После этого мы сели ужинать. У Олениных ужинали на маленьких столиках, без церемоний и, разумеется, без чинов… За ужином Пушкин уселся с братом моим позади меня и старался обратить на себя мое внимание льстивыми возгласами, как например: “Можно ли быть такой прелестной”. Потом завязался между ними шутливый разговор о том, кто грешник и кто нет, кто будет в аду и кто попадет в рай. Пушкин сказал брату: “Во всяком случае, в аду будет много хорошеньких, там можно будет играть в шарады. Спроси у m-me Керн, хотела ли бы она попасть в ад?”. Я отвечала серьезно и несколько сухо, что в ад не желаю. “Ну, как же ты теперь, Пушкин?” – спросил брат. “Я раздумал, – ответил поэт, – я в ад не хочу, хотя там будут хорошенькие женщины”… Вскоре ужин кончился, и стали разъезжаться. Когда я уезжала и брат сел со мною в экипаж, Пушкин стоял на крыльце и провожал меня глазами»[129].

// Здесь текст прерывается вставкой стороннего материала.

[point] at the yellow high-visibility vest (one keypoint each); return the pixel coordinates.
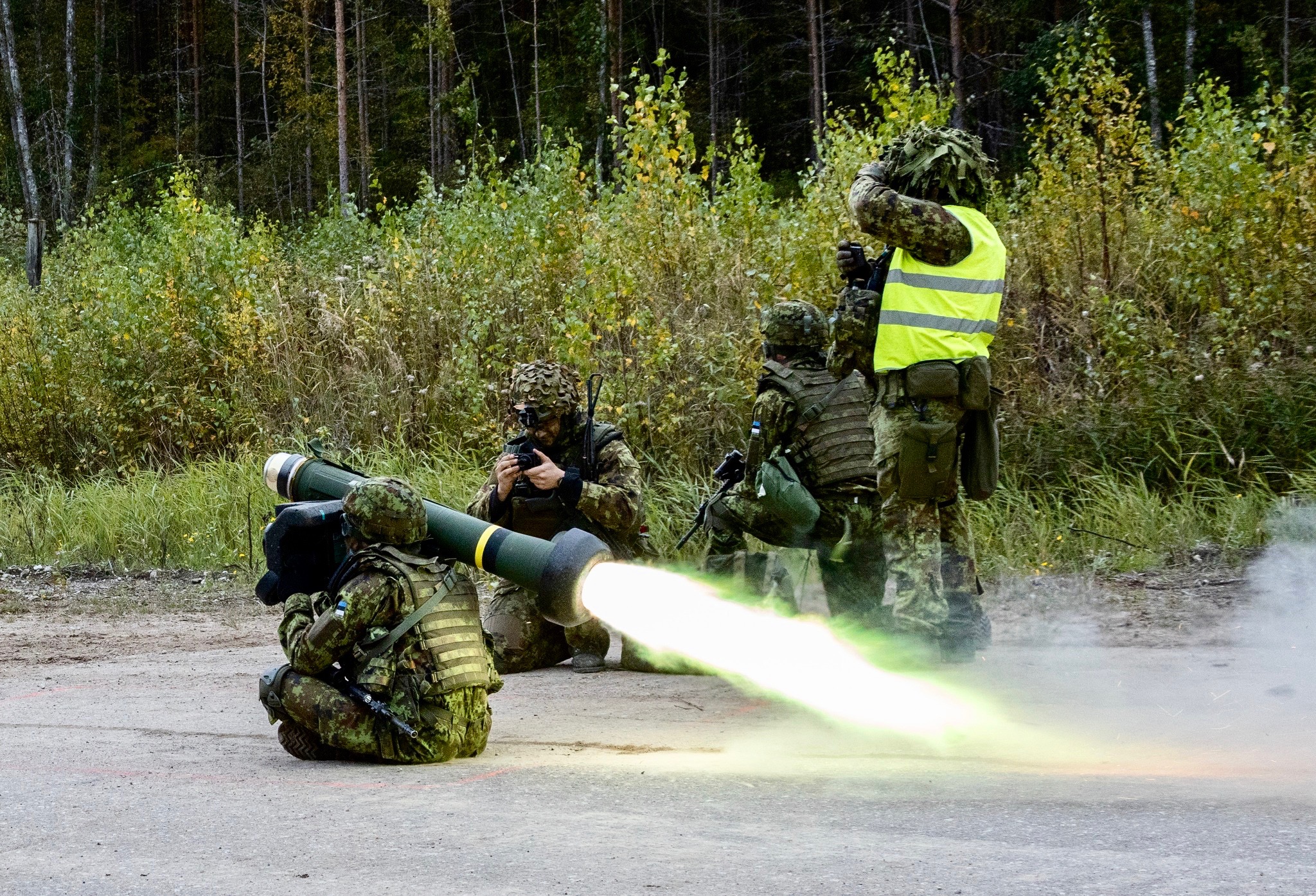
(935, 312)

Это было то знаменитое «чудное мгновение», навсегда введенное Пушкиным в мировую литературу, а затем и в музыку – посвящением М. И. Глинкой уже ее дочери.
Постоянно бывая у Оленина, Пушкин внимательно изучал собранную хозяином дома коллекцию старинного русского оружия и составленный им «Словарь старинных военных речений», столь нужные ему для работы над «Русланом». И в поэму, наряду с обычными словами поэтического лексикона, вошли и редко встречающиеся в обиходе названия «бердыш», «шишак», «броня»…

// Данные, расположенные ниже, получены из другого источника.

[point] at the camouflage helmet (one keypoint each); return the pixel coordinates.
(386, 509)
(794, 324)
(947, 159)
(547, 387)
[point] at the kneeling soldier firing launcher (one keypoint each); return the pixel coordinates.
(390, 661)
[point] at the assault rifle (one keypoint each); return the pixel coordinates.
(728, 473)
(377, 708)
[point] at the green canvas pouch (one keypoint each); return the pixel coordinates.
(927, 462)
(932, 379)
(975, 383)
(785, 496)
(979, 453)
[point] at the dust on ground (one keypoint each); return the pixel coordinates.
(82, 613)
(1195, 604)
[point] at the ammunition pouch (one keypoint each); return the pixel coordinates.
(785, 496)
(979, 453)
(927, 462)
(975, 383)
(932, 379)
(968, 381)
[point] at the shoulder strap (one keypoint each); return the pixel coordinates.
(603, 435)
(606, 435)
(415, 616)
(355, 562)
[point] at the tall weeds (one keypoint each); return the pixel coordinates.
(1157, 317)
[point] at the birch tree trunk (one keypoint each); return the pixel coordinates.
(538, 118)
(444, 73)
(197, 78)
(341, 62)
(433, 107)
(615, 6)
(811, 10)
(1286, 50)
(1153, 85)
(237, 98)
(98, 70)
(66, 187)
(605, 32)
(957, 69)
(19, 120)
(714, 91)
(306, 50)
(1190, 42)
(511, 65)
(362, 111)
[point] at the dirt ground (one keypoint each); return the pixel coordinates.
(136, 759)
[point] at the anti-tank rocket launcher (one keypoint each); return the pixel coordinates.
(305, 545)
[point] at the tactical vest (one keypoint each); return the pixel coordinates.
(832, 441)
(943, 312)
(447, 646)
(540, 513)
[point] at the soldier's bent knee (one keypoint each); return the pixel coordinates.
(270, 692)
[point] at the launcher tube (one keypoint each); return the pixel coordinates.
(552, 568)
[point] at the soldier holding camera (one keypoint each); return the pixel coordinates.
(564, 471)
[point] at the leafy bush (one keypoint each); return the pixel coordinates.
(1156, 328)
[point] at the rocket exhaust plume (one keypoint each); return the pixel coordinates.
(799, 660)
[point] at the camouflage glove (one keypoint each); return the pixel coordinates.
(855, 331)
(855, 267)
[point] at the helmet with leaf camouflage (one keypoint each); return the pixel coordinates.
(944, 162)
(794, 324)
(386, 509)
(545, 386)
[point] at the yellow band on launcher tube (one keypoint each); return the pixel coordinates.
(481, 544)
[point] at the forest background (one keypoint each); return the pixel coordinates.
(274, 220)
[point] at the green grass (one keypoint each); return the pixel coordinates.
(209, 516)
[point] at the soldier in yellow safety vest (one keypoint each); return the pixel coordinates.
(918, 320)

Одной из самых замечательных сторон археологической деятельности Оленина была ее тесная связь с отечественным искусством. Получив в подарок от Алексея Мусина-Пушкина шишак, приписывавшийся князю М. М. Темкину-Ростовскому, Оленин предоставил его Оресту Кипренскому, работавшему над картиной «Дмитрий Донской на Куликовом поле», за которую тот получил золотую медаль. «Через несколько месяцев после триумфа О. А. Кипренского, – пишет автор монографии об Оленине В. М. Файбисович, – шлем князя Темкина-Ростовского был опубликован Олениным в «Письме к графу А. И. Мусину-Пушкину о камне Тмутараканском».
В начале 1820 года Пушкин стал готовить первую свою поэму к изданию. Но той же весной над его головой разразилась гроза. В середине апреля был он вызван к генерал-губернатору Милорадовичу, а 6 мая покинул Петербург. Только вмешательство друзей спасло его от ссылки в Сибирь или на Соловки.